Comme croyant, la décision de la Cour suprême d'abolir la prière à l'hôtel de Ville de Saguenay et ailleurs ne m'affecte pas du tout.
Je suis relativement à l'aise avec l'idée de la neutralité de l'État dans la sphère publique. Pour moi, le problème n'est pas là. Il est dans l'immense vide religieux créé par la société laïque. Il existe un fait incontournable. La mise au rancart de Dieu, autant au plan personnel que collectif, n'équivaut pas pour autant à une disparition du besoin religieux. Ce besoin, comme l'a si bien montré Carl Jung, est quelque chose d'inné dans l'être humain, un «archétype» de la personne. Qu'on le veuille ou non, ce vide religieux, qui est en réalité le vide de Dieu, demeurera toujours présent dans la nappe phréatique de notre conscience et de notre culture.

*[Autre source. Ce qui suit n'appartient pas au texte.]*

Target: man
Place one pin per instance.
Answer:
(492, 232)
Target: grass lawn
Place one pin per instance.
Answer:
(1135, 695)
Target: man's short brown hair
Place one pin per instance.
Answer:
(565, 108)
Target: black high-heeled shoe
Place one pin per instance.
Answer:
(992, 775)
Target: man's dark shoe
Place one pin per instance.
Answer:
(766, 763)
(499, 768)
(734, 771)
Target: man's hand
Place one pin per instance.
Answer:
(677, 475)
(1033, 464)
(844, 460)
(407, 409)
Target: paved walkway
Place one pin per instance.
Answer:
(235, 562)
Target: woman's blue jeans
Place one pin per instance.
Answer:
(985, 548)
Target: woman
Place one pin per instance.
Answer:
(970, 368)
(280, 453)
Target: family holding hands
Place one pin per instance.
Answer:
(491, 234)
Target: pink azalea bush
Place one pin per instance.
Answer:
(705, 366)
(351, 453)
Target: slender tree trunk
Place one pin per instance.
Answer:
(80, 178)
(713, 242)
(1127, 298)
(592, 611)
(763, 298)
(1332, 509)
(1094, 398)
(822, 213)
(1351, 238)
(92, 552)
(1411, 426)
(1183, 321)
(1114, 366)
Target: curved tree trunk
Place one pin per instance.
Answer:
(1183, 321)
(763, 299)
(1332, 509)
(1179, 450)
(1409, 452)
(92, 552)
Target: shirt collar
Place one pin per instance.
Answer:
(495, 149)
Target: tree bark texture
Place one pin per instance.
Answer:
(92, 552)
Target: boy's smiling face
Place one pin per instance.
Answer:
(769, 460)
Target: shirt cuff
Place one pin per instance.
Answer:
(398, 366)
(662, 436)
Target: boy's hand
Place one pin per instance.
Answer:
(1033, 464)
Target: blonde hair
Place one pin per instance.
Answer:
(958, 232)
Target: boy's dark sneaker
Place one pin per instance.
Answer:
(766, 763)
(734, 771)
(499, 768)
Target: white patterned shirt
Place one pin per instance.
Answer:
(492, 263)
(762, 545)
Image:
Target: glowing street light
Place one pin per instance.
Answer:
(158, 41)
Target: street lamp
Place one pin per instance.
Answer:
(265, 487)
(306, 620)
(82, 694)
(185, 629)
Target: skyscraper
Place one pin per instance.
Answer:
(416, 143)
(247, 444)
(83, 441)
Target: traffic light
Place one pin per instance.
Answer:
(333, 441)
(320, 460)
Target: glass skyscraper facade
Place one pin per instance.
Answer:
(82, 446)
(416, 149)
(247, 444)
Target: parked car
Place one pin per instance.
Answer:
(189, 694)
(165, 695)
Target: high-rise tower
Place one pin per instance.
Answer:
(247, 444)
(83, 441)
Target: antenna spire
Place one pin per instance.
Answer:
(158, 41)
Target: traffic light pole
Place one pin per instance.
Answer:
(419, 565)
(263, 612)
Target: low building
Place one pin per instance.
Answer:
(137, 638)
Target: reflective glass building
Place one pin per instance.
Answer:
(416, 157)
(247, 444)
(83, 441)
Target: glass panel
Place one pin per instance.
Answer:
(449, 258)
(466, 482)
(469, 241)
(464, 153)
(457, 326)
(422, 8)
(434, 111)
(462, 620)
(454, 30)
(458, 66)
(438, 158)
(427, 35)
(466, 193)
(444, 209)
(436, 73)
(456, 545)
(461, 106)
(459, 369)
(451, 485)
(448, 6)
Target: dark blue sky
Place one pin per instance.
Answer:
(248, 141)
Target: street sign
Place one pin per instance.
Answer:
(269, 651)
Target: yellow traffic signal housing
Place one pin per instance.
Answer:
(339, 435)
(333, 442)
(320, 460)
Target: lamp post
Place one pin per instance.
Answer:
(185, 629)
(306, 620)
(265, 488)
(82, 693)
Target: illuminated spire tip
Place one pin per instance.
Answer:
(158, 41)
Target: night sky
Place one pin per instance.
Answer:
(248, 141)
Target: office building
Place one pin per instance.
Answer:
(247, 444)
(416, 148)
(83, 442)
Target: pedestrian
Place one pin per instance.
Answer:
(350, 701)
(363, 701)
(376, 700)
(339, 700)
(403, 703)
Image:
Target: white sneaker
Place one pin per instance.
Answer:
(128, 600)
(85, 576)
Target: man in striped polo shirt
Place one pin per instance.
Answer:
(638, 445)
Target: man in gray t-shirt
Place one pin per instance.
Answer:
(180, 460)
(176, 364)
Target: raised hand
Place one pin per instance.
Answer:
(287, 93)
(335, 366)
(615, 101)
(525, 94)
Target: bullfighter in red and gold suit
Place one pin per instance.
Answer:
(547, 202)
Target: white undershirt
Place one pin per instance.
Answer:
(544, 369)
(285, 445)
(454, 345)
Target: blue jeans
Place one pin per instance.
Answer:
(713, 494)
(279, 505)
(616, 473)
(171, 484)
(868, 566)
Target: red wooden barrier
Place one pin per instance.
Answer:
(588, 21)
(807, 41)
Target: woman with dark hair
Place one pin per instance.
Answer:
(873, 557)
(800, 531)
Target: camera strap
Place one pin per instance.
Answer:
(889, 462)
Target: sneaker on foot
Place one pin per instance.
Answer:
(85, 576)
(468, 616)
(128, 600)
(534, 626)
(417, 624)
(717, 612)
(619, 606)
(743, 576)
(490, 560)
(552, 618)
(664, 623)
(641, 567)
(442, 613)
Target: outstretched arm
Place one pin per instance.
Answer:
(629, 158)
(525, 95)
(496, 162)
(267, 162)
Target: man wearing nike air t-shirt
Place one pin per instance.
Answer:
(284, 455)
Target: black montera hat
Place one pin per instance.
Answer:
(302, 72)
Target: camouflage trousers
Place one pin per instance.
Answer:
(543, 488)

Prenons l'exemple de la France. S'il est un pays au monde voué corps et âme à la laïcité, c'est bien elle. Or, que se passe-t-il? Ironie du sort, étrange paradoxe, le principe du «Dieu hors de la politique et de la sphère publique» se retrouve confronté à la montée de la religion musulmane, fondamentalement théocratique dans son organisation sociale, politique, judiciaire et culturelle. Cette religion monothéiste comble progressivement, mais de façon irréversible, le vide de Dieu décrété par la société française qui a massivement rejeté le catholicisme. De fait, il existe présentement en France 2500 mosquées et le responsable de la société musulmane anticipait doubler le nombre d'ici cinq ans. Si la tendance se maintient, je souhaite bonne chance à la société laïque française.
Que va-t-il se passer au Québec? La même chose. La faiblesse du christianisme et son rejet par la société québécoise fera en sorte que le sentiment religieux sera assumé par la religion islamique parce que fortement motivée par le désir d'expansion universelle. Cette religion est d'ailleurs en nette progression dans notre province. Le Québec laïc n'aura pas le choix de constater qu'on ne se débarrasse pas aussi facilement de l'idée de Dieu. Comme si Dieu, à l'instar de sa création, avait horreur du vide!